Braised Pork Belly (Dong Po Rou/东坡肉)
Braised Pork Belly (Dong Po Rou/东坡肉) – You can always “forget” to set your kitchen timer and wait for the tantalizing aroma to remind you of the mouth-watering concoction simmering on your stovetop.
1 lb pork belly
1 tablespoon oil
3 stalks scallions, cut into 3-inch lengths
1-inch peeled ginger, cut into slices
2-3 tablespoons low sodium soy sauce or 1-2 tablespoons regular soy sauce
2 tablespoons dark soy sauce
3 1/2 tablespoons Shaoxing Wine
water, enough to cover the pork belly
1 oz (or 40 g) rock sugar, lightly crushed or 2 1/2 tablespoons brown sugar
extra sugar, as per taste
Bring a pot of water to boil. Add the pork belly and boil for 5 minutes. Discard water, remove pork from pot, rinse and pat dry. Cut the meat into 2 1/2-inch squares. Tie the pork pieces with food safety strings as tight as possible to avoid meat from falling apart while braising.Heat up a clay pot or stainless steel pot with oil, stir-fry the ginger and scallions until aromatic. Pour in the water and continue boiling for 10 minutes.
Add light soy sauce, dark soy sauce and wine, adequate amount of water just to cover the pork belly and boil in high heat. Mix in rock sugar, pork pieces, skin side down and cook for 5 minutes.
Lower the heat to medium-low, at a gentle simmering level, cover the pot and braise pork for 30 minutes. Turn pork skin side ‘up’, and continue braising for 1 1/2-2 hours, or until pork is tender enough to your liking. Adjust seasoning, as per taste, eg. sugar.
Dish up and serve pork with Dongpo sauce over steamed rice or buns and vegetables.
Pork is most definitely not just “the other white meat” in China. From the smoky-licious BBQ Pork (叉烧) and Crispy Pork Belly (烧肉) in Cantonese cuisine to the dainty-licious Xiao Long Bao (小笼包) from Shanghai and numerous other famous Chinese pork dishes in between, pork is clearly the meat of choice in Chinese cooking. In fact, the Chinese character for meat ‘肉’ (ròu), refers to pork if no particular meat is specified (e.g. 咕噜’肉’ translates to Sweet and Sour ‘Pork’).
During one of my travels to China, I had the pleasure of introducing my taste buds to a deservedly popular pork dish in Chinese cuisine—the delicate and delectable Braised Pork Belly, Dongpo Pork (东坡肉). As I have mentioned before, many Chinese dish names tell interesting stories, like Beggar’s Chicken (叫化鸡) or Goubuli Baozi (狗不理包子). Dongpo Pork is an iconic feature of Hangzhou (杭州) cuisine and can be attributed to Su Shi (苏轼) a.k.a Su Dongpo (苏东坡), a scholar and court official during the Song Dynasty (宋朝), renowned today for his brilliance in poetry, calligraphy, and writings in Chinese literary history.

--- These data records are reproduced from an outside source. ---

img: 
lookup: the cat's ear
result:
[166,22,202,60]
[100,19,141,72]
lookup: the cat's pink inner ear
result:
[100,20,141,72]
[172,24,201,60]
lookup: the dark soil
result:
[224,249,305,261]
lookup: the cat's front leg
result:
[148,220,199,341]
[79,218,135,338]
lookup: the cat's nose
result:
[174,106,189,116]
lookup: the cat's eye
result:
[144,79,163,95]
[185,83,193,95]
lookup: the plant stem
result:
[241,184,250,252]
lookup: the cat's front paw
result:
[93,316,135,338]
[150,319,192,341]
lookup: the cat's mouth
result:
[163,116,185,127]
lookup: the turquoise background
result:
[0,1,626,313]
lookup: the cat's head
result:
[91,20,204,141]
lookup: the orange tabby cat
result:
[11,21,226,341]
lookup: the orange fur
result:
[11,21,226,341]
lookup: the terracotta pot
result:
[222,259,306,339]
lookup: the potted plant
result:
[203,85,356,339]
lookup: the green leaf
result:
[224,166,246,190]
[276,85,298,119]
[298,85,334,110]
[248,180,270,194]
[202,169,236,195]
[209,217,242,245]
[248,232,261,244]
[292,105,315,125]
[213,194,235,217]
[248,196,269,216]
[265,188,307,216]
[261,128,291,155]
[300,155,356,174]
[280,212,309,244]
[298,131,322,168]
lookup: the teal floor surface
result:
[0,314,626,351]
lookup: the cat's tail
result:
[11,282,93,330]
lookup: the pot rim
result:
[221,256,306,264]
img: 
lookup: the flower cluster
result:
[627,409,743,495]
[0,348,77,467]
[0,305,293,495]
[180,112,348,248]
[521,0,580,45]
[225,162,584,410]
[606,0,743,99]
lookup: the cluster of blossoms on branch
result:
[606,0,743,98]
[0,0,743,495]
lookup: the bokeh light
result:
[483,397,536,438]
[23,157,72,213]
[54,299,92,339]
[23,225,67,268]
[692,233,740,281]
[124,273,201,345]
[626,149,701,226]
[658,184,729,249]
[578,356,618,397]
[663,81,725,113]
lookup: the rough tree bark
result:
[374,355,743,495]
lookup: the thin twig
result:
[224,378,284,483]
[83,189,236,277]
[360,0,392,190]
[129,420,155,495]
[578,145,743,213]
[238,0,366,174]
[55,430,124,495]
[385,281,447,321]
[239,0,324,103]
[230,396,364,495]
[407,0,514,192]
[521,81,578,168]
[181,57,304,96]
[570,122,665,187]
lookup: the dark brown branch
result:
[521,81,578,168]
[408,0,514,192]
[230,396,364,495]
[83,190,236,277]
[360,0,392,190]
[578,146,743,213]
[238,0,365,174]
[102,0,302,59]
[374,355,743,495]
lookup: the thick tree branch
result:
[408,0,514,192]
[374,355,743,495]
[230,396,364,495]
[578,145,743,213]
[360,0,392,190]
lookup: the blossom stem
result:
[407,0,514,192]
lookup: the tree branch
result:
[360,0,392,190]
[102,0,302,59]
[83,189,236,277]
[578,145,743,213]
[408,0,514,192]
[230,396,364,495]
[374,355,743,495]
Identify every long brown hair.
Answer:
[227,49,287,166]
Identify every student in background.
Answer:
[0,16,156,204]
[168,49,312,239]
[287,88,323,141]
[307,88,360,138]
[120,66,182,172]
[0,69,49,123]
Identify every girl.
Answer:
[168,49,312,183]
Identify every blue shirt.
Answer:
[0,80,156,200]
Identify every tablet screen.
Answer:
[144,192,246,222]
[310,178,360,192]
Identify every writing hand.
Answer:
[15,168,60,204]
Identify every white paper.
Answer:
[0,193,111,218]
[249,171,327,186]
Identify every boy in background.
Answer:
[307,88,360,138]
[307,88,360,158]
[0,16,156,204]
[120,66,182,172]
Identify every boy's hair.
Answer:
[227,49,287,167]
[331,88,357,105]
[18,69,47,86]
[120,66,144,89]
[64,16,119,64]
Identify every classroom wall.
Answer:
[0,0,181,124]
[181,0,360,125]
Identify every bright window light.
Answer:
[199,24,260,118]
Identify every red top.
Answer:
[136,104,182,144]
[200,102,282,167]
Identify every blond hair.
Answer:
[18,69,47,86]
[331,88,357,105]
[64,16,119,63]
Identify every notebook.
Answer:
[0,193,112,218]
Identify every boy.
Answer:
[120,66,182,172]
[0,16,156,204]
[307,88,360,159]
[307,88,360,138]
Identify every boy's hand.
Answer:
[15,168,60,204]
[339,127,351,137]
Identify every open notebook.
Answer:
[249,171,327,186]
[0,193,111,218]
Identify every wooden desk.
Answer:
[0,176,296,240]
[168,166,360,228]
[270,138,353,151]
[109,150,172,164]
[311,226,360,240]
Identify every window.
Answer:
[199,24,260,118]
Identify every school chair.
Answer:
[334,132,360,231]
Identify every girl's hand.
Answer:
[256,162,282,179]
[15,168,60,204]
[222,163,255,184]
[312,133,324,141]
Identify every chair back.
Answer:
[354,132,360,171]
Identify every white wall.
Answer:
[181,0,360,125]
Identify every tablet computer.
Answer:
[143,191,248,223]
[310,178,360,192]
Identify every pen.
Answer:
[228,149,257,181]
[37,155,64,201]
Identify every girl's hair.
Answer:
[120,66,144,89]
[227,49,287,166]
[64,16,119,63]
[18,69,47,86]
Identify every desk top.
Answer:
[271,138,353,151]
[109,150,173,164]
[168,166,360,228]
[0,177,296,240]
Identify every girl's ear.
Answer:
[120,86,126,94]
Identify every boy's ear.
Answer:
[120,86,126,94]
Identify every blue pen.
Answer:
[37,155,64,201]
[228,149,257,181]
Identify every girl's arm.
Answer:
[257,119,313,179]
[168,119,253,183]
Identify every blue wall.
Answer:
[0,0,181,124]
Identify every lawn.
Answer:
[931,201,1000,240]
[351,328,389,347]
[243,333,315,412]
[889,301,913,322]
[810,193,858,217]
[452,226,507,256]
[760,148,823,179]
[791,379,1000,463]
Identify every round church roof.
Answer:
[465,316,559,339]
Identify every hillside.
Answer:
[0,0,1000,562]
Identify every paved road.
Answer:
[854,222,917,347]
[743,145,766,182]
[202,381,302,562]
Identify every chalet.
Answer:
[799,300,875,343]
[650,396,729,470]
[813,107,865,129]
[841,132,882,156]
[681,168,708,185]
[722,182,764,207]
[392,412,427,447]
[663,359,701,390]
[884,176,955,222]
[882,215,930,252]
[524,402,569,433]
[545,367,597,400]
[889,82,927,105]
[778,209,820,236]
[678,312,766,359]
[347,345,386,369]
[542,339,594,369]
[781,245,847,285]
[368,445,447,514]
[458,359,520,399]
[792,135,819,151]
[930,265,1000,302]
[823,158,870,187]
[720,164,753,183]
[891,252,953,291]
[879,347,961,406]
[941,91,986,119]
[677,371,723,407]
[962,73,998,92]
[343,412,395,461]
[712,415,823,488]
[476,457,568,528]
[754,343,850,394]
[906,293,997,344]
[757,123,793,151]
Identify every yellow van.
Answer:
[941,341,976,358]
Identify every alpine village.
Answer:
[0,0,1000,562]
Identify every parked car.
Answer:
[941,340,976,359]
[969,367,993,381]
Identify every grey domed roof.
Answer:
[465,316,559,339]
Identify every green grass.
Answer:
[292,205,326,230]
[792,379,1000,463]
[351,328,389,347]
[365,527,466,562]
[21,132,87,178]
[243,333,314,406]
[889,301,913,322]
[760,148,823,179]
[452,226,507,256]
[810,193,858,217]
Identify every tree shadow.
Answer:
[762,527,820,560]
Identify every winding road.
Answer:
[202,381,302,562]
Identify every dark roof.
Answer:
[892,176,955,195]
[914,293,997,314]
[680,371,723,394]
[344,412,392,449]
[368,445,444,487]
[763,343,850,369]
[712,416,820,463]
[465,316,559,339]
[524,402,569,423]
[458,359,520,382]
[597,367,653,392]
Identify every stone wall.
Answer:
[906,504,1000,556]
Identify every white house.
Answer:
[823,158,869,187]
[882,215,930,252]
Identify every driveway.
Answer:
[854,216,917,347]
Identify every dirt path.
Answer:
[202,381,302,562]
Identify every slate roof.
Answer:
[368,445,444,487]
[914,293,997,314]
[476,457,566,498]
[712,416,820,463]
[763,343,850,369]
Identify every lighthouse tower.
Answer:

There was a time when Su Dongpo was demoted for criticizing the emperor and sent to Huangzhou (黄州) in exile. One day, he was so engrossed in a game of Chinese chess (象棋) with an old friend that he forgot all about the Red-Cooked Pork Belly (红烧肉) braising on his stove. The fragrant aroma from the lengthy braising drifting in from the kitchen suddenly reminded him. As he took a bite of the pork, he was pleasantly surprised to find that the dish he thought had been ruined turned out to be even more tender and tastier than expected. Dongpo Pork was thus born.
When he was later stationed in Hangzhou (杭州) and was overseeing a reconstruction project on the West Lake (西湖), he cooked the same dish with the pork cut up into cubes and distributed them to the workers as a sign of gratitude. The dish was thoroughly enjoyed by all and Dongpo Pork rapidly gained popularity then and there right up to the present day, where it has become a notable signature dish in Hangzhou cuisine and famous all around the world.
The key discerning factor between Red-Cooked Pork and Dongpo Pork is undoubtedly the lengthier braising process, which increases the caramelization of the sugar to enhance the flavor, infuses the cooking wine into the meat longer for an even richer fragrance, and last but definitely not least, breaks down the fat further to give the pork that tender “melt-in-your-mouth” texture minus the greasiness.
In other words, this is one dish that is definitely worth the wait. And as a bonus for your patience, you can always “forget” to set your kitchen timer and wait for the tantalizing aroma to remind you of the mouth-watering concoction simmering on your stovetop. Who knows? You might just get a dish named after you!